Key Findings That Have Not Been Observed before for Platelet Mechanical Interaction

• The platelet tends to deform even in the absence of contact (at an appropriate distance from the interacting surface), this has not been observed before.
• The paper considers the interaction of one platelet with the wall of a blood vessel. It has been observed that non-activated platelets in the fluid do not tend to approach/adhere to the surface of the blood vessel. This (numerical experiment results) confirms the known fact that the human body itself thus protects itself from accidental platelet agglomeration (possible/spontaneous formation of emboli).
• If we consider the idealistic case—interaction in the air, then at a small nanoscale distance, when influence of adhesion is already significant, the cell itself tends to stick to the surface. However, such an interaction (in air) does not occur under natural conditions. Since a numerical experiment makes it possible (to study the interaction of cells in air), this study is also presented in addition.
• It is known that after damage to a vessel, in order to restore it, the platelet must adhere to the damaged surface. The present study shows that without any additional surface changes, platelets are unable, or it is too difficult to reach the surface.
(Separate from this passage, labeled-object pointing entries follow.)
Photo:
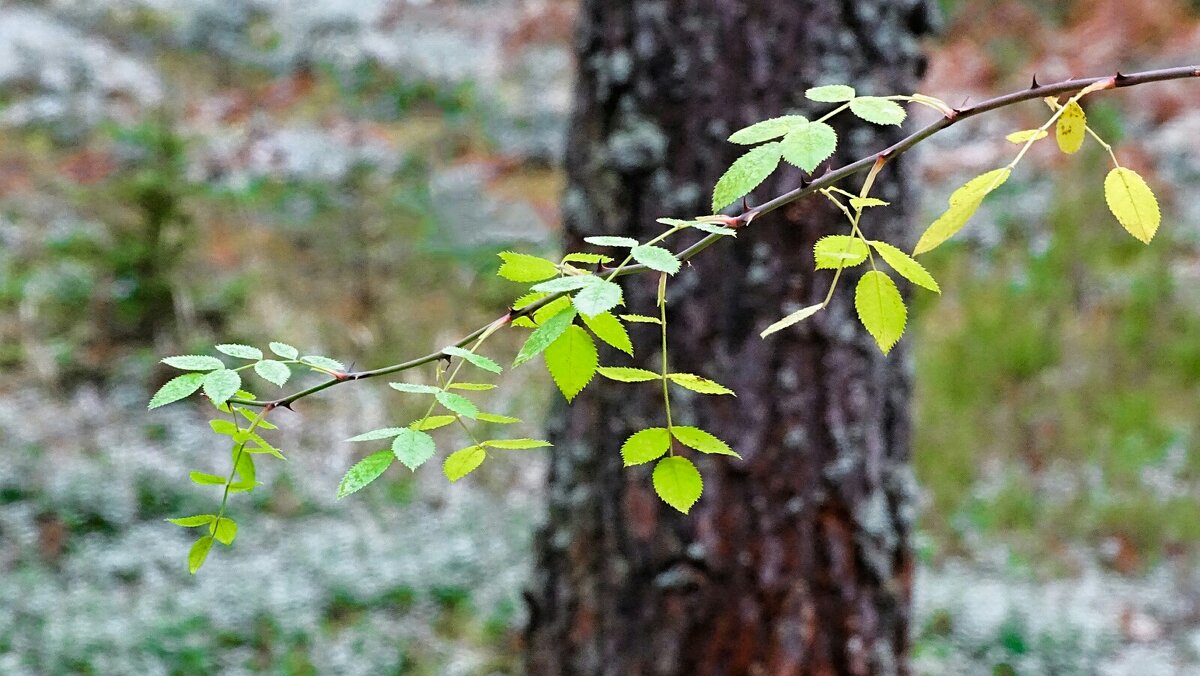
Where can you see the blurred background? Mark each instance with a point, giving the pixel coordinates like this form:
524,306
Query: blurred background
339,174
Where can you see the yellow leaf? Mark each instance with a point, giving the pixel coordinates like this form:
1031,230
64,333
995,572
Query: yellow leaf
1133,203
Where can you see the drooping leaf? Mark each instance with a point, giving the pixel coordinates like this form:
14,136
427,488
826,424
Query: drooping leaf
463,461
1133,203
678,483
745,173
525,268
793,318
839,251
413,448
768,130
645,446
909,269
809,145
364,472
180,387
881,309
573,360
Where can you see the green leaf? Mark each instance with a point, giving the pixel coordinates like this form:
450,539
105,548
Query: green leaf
413,388
195,521
1133,203
745,174
517,444
525,268
793,318
364,472
285,350
478,360
628,375
964,203
221,384
655,258
180,387
839,251
193,363
573,360
204,479
459,404
226,531
701,441
877,111
768,130
463,461
881,309
413,448
909,269
273,371
598,298
610,329
547,333
831,93
606,240
198,552
696,383
645,446
678,483
809,145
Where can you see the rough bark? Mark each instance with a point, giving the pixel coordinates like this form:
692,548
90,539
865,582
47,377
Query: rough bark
797,558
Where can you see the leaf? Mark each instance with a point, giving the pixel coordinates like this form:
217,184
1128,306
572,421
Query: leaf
413,448
478,360
226,531
877,109
793,318
240,351
273,371
547,333
628,375
696,383
607,240
525,268
839,251
285,350
1072,127
198,552
701,441
463,461
964,203
459,404
809,145
364,472
220,386
645,446
195,521
517,444
610,329
745,174
598,298
573,360
768,130
881,309
909,269
1133,203
193,363
655,258
831,93
180,387
677,482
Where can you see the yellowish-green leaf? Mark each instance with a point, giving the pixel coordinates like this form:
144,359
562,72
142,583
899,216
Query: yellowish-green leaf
881,309
1133,203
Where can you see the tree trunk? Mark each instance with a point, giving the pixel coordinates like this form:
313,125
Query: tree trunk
797,558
That is, there must be an additional change in the surface geometry that could help overcome the repulsion forces acting on the platelet. To do this, the activated platelet changes its geometry, and has additional extensions in the form of spikes on the surface, which are called pseudopodia. Pseudopods have a smaller surface area, so it is easier for them to overcome the electrostatic double layer force, drag force and reach the interacting surface (while studying how activated platelets interact with the surface will be the next step for future research).

5. Concluding Remarks

This work investigated the platelet interaction with the surface of the blood vessel. The idea of the study was to look at the behavior of a platelet under normal conditions, when it has not yet been activated. Since a platelet is primarily supposed to adhere to a surface when it is activated, there is a concern in this work to see if it tends to adhere even when it is not yet activated, when it is not necessary. Based on the initial data of well-known physical experiments describing the mechanical behavior of a platelet, a numerical study of the platelet dynamics during the interaction of a platelet with the surface of a blood vessel was carried out. The results of the study confirmed what was assumed before the study, that under normal conditions, in liquid, it is quite difficult for platelets to reach the surface of the blood vessel. The fluid must be completely eliminated for this interaction (the process of sticking to the surface of the vessel) to occur. Although the result of the study revealed the behavior of a platelet under normal conditions (the blood vessel is not damaged and not pathological), the question remains how the platelet sticking process occurs/is realized by implementing a numerical experiment, taking into account the case of platelet activation. This will be the subject of further research. Finally, it can be said that the main task has been achieved: a theoretical model has been presented to study platelet dynamics by applying a numerical experiment using the discrete element method.